When an ADD or COPY statement is encountered, the Builder obtains a hash of the content of source files. Although the name of the source file may be the same in the Dockerfile, it does not regard the statements as being identical if the content of the source file is different from the content in the previous build.

However, this does not solve the problem when a RUN statement explicitly or implicitly references source files in some network server. In particular:

RUN apt update && apt upgrade -y

implicitly references the current packages provided by the image vendor.

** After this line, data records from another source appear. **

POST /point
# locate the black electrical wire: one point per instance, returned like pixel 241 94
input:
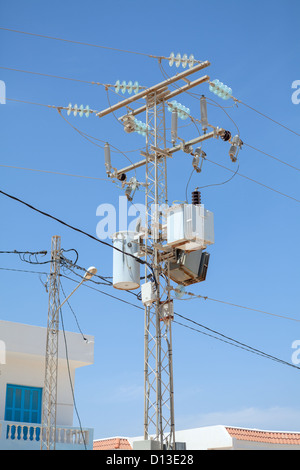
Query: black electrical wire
pixel 79 230
pixel 70 379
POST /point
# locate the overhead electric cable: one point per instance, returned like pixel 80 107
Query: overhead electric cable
pixel 75 229
pixel 254 181
pixel 236 343
pixel 80 43
pixel 267 117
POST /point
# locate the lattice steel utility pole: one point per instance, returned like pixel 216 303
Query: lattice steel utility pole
pixel 48 428
pixel 158 379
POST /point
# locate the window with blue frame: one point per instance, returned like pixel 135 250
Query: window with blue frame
pixel 23 404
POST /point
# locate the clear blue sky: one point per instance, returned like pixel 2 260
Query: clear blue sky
pixel 254 48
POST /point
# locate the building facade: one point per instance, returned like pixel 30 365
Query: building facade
pixel 214 438
pixel 22 372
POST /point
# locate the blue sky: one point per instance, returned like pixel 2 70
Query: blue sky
pixel 255 259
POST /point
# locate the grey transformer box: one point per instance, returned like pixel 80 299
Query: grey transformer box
pixel 189 268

These packages will change whenever there is a fix to an important bug, but there is no way for the Builder to determine if new packages are available.

To make sure that the latest data is used to build images, Jenkins also specifies the “--no-cache” parameter on a “docker build”. This parameter disables the Builder optimization and forces every image build to re-execute all the statements in the Dockerfile.

Again, since this is the default in Jenkins processing, it should be specified explicitly in the “docker build” command you run in your development sandbox to build images for initial testing.

Although this parameter forces each Dockerfile command to be run again, if the command generates the exact same layer (in this case, if no new packages were added and the “apt upgrade” therefore reapplies the same packages and ends up building the same layer as the previous Dockerfile build, then the new layer will have the same content hash and the Engine layer cache will already have a copy and reuse it. This also applies when you “docker push” an image you built to an image registry like Harbor. Even though you reran each line in the Dockerfile, if you generated a layer with the same contents and hash as a previously generated layer then Docker will discover this and will report that the layer already exists and therefore did not have to be pushed to the destination registry.